By Brewmaster Charles Blitzstein
Fall is here. Leaves are starting to turn. And pumpkin everything is making it’s appearance.
Now I’m a guy that loves pumpkin pie, and I mean love. By pumpkin tea, cookies, donuts, coffee, ice cream, and more? Yuch! While I agree that chocolate makes everything better, the same does not go for pumpkin spice.
Please people. Let us purists have our pumpkin pie with whipped cream in peace and let us decry everything pumpkin in the other realms.
That being said, even I must brew a seasonal beer. So, no, not another pumpkin ale. This year it’s an homage to Ginger snap cookies.

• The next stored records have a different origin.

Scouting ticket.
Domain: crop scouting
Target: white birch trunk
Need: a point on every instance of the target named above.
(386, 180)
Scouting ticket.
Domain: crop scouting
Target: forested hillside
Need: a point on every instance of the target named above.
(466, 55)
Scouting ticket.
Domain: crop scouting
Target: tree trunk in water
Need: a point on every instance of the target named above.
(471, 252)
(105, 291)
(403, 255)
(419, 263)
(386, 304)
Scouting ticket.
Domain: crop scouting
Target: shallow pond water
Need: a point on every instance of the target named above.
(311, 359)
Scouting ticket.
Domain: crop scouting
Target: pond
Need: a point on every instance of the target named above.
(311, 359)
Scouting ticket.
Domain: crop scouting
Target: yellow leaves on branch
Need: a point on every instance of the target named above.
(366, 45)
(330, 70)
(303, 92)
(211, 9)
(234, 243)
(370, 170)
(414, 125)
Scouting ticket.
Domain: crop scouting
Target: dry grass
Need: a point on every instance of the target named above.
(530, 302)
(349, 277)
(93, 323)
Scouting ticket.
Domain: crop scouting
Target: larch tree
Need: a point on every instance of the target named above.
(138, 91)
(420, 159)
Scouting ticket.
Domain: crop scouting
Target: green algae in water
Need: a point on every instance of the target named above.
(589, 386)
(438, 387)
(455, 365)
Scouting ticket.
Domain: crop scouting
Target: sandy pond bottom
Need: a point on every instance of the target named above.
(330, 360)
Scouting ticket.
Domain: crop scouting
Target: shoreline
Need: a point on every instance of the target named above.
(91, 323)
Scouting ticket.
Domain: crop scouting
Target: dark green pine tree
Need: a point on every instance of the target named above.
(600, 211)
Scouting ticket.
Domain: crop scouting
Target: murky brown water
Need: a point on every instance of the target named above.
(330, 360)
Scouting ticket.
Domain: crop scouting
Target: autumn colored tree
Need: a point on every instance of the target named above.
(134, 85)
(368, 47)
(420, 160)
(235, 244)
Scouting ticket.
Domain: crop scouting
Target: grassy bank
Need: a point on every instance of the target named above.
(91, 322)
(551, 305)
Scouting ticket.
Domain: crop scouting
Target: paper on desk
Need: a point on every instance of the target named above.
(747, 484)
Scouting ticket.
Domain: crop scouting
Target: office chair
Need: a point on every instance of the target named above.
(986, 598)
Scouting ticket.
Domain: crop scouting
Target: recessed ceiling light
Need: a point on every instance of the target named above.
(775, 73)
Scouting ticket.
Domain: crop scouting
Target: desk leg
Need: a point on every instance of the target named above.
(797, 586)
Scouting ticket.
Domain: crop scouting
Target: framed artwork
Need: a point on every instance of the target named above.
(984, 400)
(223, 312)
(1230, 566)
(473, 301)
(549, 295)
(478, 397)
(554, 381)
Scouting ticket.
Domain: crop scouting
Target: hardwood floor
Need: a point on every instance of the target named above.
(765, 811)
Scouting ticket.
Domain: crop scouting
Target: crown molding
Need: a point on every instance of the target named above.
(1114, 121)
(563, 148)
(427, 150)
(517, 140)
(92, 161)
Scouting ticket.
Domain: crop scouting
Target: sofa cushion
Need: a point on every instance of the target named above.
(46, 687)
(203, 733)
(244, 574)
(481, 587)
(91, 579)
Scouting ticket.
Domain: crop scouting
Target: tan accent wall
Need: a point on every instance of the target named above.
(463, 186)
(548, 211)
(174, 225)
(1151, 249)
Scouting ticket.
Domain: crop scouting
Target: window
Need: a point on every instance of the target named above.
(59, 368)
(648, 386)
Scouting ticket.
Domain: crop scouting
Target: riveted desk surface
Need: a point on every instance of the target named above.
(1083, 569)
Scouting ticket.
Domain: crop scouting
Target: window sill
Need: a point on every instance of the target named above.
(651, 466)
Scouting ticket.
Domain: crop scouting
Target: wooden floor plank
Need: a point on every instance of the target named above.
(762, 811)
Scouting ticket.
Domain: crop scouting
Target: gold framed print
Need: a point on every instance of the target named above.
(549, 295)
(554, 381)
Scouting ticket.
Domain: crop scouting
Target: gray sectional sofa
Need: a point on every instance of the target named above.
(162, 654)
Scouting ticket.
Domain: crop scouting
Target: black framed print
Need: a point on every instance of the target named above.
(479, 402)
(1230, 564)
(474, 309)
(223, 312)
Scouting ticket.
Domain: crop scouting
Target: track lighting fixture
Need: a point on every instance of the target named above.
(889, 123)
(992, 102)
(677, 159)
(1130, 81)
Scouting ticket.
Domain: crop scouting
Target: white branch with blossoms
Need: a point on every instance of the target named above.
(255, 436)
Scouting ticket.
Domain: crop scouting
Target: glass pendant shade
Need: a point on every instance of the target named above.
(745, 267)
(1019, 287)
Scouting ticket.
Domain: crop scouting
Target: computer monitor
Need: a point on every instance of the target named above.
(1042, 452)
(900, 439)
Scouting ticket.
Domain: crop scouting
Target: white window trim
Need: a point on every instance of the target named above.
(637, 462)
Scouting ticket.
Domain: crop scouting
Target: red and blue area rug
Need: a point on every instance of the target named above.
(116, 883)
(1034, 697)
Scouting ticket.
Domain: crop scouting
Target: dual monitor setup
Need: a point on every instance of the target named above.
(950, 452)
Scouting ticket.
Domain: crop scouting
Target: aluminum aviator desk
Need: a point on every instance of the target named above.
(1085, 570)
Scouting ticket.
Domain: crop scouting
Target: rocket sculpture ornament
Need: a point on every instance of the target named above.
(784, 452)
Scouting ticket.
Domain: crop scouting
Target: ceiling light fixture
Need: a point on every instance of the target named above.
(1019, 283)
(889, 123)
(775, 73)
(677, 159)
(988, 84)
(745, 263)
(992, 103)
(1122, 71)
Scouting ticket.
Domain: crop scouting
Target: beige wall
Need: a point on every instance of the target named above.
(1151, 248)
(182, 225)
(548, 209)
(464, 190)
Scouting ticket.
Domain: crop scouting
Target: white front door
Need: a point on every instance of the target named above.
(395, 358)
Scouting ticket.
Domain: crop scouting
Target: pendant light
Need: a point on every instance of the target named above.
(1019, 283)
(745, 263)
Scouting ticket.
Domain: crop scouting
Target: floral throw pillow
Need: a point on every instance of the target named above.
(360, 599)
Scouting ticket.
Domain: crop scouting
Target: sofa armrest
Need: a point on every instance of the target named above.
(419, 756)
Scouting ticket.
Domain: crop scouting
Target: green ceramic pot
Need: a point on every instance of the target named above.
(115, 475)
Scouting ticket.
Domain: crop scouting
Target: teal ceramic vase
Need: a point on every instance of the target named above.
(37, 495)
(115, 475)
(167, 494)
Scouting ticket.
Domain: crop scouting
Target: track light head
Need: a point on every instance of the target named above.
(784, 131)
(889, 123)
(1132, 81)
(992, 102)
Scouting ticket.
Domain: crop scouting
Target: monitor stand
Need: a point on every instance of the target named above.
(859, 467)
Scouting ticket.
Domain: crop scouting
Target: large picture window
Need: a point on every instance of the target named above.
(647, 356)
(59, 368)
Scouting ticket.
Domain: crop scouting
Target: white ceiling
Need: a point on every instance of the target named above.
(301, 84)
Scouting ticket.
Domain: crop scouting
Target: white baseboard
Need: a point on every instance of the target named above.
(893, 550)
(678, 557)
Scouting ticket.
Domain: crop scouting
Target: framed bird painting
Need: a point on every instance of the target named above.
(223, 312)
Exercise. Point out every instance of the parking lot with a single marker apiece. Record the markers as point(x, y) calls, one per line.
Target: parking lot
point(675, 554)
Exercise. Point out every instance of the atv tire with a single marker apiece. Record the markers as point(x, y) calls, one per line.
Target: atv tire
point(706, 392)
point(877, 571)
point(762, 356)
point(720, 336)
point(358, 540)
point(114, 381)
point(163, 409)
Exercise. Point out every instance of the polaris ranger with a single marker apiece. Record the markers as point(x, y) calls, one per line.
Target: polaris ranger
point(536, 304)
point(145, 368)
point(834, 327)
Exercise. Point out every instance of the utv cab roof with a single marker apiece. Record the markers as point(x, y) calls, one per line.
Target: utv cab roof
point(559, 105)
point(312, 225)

Hey, they are seasonal! So it’s gonna be Charlie’s Gingersnap Ale. Yes, it has pumpkin spice, but it has a full half pound of fresh ginger in the boil. It’s gonna be a big beer, with and ABV around 12.2. If that doesn’t put a little blush on those cheeks, I don’t know what will. (I’m sure we all could guess but hey, this is PG-13)
Like all things that come to pass, it will take a while. 10-14 days in the fermenter, 1-2 weeks in a secondary, then bottling conditioning and bottle aging.
So, November. Maybe I’ll open one or two by Thanksgiving. More on the flavor profile then. But if the wort flavor is any indication….wow!